Solar_Energy2 = dict(x=years,y=annual020['Solar Power'],name='Solar Power',hoverinfo='x+y',
    mode='lines',line=dict(width=0.5,color=colsolpower),stackgroup='one')

Solar_Thermal2 = dict(x=years,y=annual020['Solar Thermal'], name='Solar Thermal',hoverinfo='x+y',
    mode='lines',line=dict(width=0.5,color=colsoltherm),stackgroup='one')

data31 = [Natural_Gas2, Electricity2, District_Energy2,Solar_Energy2,Solar_Thermal2]

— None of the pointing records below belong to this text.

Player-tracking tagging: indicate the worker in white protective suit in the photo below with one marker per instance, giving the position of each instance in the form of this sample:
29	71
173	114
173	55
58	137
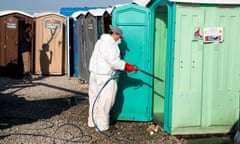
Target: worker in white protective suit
104	62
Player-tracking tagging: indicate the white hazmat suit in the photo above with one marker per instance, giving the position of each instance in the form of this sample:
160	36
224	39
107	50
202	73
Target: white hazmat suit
104	62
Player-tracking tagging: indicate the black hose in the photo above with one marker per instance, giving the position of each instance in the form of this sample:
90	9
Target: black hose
114	76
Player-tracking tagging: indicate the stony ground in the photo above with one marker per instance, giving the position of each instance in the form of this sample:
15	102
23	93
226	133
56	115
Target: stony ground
54	110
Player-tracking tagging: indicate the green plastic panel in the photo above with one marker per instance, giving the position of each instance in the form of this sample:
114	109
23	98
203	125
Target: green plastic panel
134	97
160	45
206	79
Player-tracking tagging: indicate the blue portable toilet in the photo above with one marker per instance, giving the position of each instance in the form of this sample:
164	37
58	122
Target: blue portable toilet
89	28
69	58
78	19
134	97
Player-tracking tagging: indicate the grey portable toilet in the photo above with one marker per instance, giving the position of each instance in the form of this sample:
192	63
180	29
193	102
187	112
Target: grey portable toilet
12	25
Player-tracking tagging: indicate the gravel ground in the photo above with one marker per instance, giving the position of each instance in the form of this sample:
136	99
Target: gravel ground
54	110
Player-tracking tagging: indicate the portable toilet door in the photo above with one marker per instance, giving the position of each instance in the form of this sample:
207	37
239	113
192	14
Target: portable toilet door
94	29
160	49
12	25
134	97
80	47
50	44
201	84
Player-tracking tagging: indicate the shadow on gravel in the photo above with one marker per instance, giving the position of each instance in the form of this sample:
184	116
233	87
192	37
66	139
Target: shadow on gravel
16	110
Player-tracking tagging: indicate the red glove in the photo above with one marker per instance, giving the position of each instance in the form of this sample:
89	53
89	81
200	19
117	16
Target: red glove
130	68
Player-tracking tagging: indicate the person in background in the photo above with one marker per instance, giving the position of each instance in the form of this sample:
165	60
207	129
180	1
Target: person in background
26	49
104	62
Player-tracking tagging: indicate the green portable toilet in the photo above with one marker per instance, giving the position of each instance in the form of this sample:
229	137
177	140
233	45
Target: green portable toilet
134	97
196	52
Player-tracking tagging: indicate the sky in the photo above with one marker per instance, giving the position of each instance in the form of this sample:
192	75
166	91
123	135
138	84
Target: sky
32	6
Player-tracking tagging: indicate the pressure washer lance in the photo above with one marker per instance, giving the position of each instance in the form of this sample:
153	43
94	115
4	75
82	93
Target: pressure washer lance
148	74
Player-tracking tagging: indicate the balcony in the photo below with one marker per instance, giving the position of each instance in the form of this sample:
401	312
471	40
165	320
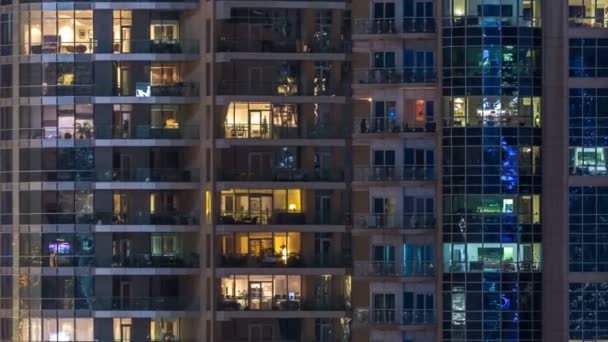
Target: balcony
173	46
386	125
134	261
232	44
492	266
392	26
364	316
163	46
107	218
403	75
402	221
394	173
278	260
276	303
287	89
281	218
104	132
394	269
270	131
116	175
163	303
147	89
54	90
281	175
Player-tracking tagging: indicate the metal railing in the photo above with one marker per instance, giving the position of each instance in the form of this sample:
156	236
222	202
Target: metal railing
395	75
281	174
394	173
136	261
147	89
394	221
135	217
394	316
165	46
492	266
168	46
394	269
273	259
103	132
116	175
270	131
281	88
283	217
491	21
231	44
279	302
393	25
112	303
373	124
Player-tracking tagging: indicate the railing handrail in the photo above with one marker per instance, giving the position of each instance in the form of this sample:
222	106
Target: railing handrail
395	316
403	268
394	221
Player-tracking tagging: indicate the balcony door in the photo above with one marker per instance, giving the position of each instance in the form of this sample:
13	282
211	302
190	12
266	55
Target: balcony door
260	208
260	333
125	294
323	208
417	259
383	310
383	259
323	248
260	166
125	39
382	212
259	123
260	295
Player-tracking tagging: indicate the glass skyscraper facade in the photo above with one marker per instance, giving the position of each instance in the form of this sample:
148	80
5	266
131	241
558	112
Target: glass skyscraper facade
492	241
304	170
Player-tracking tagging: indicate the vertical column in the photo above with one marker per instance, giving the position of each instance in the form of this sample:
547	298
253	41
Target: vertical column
555	178
15	171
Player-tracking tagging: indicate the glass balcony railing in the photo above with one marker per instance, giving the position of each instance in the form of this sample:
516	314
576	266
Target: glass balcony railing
282	218
103	132
272	259
492	266
395	75
116	175
142	89
141	217
394	25
133	261
57	90
147	132
268	131
164	46
164	303
394	269
387	221
390	125
281	175
147	89
291	88
393	316
394	173
277	303
229	44
143	260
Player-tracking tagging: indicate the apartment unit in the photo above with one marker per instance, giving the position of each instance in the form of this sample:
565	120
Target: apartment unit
100	171
303	170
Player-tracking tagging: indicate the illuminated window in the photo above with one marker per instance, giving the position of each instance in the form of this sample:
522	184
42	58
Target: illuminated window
165	330
57	31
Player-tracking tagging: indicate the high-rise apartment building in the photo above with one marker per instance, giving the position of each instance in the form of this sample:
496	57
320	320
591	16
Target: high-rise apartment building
304	170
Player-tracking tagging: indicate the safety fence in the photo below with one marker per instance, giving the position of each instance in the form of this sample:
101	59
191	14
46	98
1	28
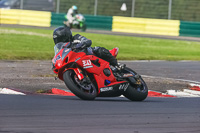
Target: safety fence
110	23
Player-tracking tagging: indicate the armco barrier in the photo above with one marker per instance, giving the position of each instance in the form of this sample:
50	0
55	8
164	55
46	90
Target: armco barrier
25	17
190	29
146	26
92	22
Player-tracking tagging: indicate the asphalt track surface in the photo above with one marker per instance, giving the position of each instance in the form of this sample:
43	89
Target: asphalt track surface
59	114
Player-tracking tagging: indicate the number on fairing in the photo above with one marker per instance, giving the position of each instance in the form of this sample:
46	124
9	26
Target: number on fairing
87	64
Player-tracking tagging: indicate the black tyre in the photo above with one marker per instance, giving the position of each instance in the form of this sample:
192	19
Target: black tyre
136	92
83	90
84	28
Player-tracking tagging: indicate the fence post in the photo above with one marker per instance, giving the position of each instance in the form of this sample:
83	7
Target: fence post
21	4
133	8
170	9
95	7
58	6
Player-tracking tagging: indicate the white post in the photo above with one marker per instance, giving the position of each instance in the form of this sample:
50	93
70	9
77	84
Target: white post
95	7
169	9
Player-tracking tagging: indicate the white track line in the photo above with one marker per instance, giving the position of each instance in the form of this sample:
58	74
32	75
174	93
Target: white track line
9	91
184	80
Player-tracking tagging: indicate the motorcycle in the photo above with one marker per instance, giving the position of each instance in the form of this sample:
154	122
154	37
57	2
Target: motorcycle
78	23
88	76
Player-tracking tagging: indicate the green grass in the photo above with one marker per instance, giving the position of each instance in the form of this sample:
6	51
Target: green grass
37	44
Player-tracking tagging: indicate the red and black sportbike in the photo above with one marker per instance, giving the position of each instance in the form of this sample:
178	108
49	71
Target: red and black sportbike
88	76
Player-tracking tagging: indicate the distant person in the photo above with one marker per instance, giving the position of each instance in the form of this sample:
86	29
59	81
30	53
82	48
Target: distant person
71	15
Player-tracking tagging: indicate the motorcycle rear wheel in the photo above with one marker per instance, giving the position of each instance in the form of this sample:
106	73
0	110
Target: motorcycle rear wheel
78	88
136	92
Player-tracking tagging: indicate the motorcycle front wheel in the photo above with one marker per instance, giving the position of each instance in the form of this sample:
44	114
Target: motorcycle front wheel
83	90
137	91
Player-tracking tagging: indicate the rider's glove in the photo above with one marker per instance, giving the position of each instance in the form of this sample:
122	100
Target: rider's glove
81	45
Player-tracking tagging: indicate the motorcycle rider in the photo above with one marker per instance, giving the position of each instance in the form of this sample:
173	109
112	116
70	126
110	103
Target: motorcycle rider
62	35
71	15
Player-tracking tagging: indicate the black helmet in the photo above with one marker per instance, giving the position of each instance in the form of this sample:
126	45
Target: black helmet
62	34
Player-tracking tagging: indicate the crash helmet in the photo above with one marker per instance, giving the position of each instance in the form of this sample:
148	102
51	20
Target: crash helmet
62	34
74	7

layout31 = go.Layout(title = 'The City of Calgary\'s Annual Energy Consumption Per Capita',
                    xaxis = dict(title = 'Year'),
                    yaxis = dict(title = 'Total Consumption (kWh)'), 
                      width= wid, height = hei, margin=go.Margin(l=mar,r=mar,b=mar,t=mar, pad=4))

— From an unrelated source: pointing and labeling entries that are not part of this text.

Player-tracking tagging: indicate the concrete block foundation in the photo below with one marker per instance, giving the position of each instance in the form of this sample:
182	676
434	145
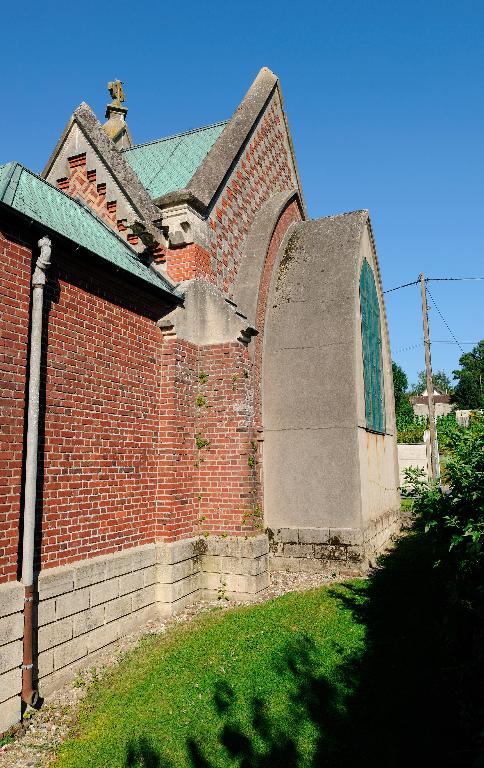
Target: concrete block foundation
331	550
84	607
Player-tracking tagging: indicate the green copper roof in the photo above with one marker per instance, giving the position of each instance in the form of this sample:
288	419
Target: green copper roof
32	196
168	164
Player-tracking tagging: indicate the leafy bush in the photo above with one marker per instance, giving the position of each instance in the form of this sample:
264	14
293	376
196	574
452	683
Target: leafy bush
455	520
410	429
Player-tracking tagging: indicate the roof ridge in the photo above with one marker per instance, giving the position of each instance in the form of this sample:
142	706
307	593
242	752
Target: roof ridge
85	209
175	135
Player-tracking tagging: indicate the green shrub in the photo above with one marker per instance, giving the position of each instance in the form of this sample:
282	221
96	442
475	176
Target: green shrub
455	520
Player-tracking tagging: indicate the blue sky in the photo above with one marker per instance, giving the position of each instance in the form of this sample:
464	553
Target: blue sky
385	101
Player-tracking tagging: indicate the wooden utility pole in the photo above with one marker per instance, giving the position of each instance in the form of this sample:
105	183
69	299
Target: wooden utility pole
434	450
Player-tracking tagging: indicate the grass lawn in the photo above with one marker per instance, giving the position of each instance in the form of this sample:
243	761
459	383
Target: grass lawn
170	698
379	673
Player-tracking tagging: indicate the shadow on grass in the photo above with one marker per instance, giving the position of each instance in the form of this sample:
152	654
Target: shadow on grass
414	695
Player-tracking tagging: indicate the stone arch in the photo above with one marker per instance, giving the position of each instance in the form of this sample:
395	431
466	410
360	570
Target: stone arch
316	459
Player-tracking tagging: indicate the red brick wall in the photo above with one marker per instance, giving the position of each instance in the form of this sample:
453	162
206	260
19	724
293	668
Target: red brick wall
264	169
14	302
102	395
228	464
207	483
176	501
187	262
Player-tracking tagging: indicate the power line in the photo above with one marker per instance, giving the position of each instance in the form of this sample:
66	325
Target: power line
436	279
436	341
415	282
444	320
433	279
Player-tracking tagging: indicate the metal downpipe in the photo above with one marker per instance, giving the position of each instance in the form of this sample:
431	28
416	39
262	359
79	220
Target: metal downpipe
29	694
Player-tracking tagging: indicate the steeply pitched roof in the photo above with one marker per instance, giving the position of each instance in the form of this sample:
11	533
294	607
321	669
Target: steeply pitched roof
30	195
169	164
113	159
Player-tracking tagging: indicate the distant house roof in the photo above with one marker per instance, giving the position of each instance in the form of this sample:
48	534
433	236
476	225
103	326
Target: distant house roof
30	195
168	164
424	399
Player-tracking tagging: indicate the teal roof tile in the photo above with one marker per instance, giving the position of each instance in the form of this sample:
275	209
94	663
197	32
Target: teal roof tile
32	196
168	164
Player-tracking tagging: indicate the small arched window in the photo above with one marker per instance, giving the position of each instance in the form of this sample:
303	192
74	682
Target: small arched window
372	353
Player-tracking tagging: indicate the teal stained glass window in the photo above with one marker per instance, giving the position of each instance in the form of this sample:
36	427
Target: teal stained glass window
372	354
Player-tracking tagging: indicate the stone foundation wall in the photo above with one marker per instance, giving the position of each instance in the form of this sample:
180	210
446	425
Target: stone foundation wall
11	630
333	550
84	607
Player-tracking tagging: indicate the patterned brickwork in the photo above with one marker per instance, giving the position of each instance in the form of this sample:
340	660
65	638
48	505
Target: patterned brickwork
81	183
187	262
100	435
208	458
290	215
264	169
228	463
176	502
14	293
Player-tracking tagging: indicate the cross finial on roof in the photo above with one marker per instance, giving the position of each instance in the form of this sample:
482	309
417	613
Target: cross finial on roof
115	88
116	127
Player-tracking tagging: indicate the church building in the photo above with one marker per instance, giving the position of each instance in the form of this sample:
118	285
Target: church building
196	383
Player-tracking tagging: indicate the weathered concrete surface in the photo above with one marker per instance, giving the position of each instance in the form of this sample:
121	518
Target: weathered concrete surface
417	455
206	317
11	631
319	471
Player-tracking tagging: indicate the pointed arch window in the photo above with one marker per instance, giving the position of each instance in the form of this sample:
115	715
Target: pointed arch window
372	351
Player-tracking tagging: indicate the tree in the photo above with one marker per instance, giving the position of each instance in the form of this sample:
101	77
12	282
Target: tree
403	409
441	381
469	390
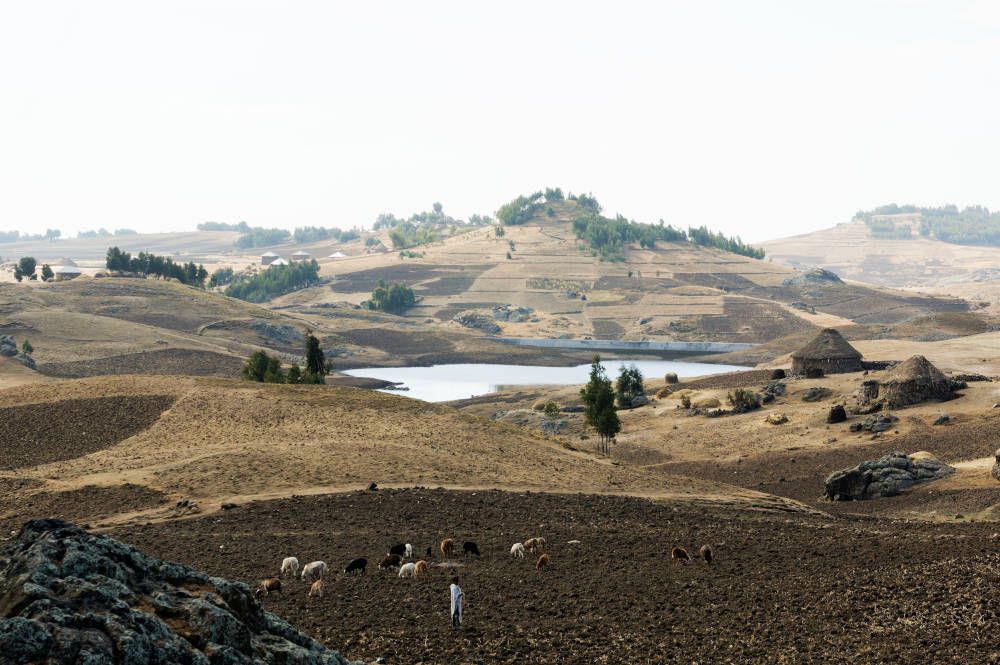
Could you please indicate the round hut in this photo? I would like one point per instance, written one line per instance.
(913, 381)
(829, 353)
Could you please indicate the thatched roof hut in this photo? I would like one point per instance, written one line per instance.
(828, 352)
(913, 381)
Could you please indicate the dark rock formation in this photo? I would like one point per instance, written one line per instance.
(837, 414)
(887, 476)
(67, 596)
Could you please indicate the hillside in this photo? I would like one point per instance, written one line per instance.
(673, 291)
(853, 252)
(150, 441)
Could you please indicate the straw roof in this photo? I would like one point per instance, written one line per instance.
(829, 343)
(915, 369)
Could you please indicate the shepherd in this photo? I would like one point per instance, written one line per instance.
(457, 598)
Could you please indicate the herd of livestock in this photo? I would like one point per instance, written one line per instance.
(398, 554)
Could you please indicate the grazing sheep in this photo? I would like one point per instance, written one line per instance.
(266, 587)
(542, 562)
(535, 544)
(313, 571)
(289, 565)
(357, 564)
(390, 561)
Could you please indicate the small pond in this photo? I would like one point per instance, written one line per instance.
(440, 383)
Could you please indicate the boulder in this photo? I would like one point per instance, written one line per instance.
(72, 596)
(838, 414)
(815, 394)
(886, 476)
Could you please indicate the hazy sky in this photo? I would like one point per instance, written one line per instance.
(759, 118)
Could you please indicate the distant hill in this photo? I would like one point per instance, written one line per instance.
(663, 291)
(898, 257)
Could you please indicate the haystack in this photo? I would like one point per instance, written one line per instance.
(828, 352)
(913, 381)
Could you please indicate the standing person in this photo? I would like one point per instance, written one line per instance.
(457, 598)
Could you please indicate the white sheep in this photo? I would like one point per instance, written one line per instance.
(313, 571)
(289, 565)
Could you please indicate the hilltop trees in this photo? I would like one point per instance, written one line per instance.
(275, 281)
(599, 405)
(393, 298)
(25, 268)
(160, 266)
(629, 386)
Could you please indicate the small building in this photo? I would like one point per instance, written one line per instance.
(828, 353)
(914, 381)
(64, 273)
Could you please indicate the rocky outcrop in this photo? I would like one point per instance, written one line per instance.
(8, 348)
(887, 476)
(67, 596)
(512, 313)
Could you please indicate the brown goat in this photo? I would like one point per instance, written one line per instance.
(267, 586)
(542, 562)
(390, 561)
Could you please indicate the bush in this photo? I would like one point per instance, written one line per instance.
(160, 266)
(263, 368)
(629, 386)
(275, 281)
(393, 298)
(743, 400)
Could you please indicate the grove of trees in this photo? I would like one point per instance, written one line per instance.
(160, 266)
(275, 281)
(393, 298)
(599, 405)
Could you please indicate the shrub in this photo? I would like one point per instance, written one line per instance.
(275, 281)
(743, 400)
(393, 298)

fig31 = dict(data=data31, layout = layout31)
py.iplot(fig31)

## 2. How do heat and electricity consumption change over a year?


Summary of the following plots:

2a) Violin plot to show the distribution of heating consumption averaged over the years (2009-2018), then over all the facilities

2b) The distributions were so compressed at the bottom, we separated the facilities according to their average monthly heating consumption. With the bottom cutoff of 2GWh, there were 33 high heat consuming facilities.  With the top cutoff of 1 GWh, there were 382 low heat consuming facilities.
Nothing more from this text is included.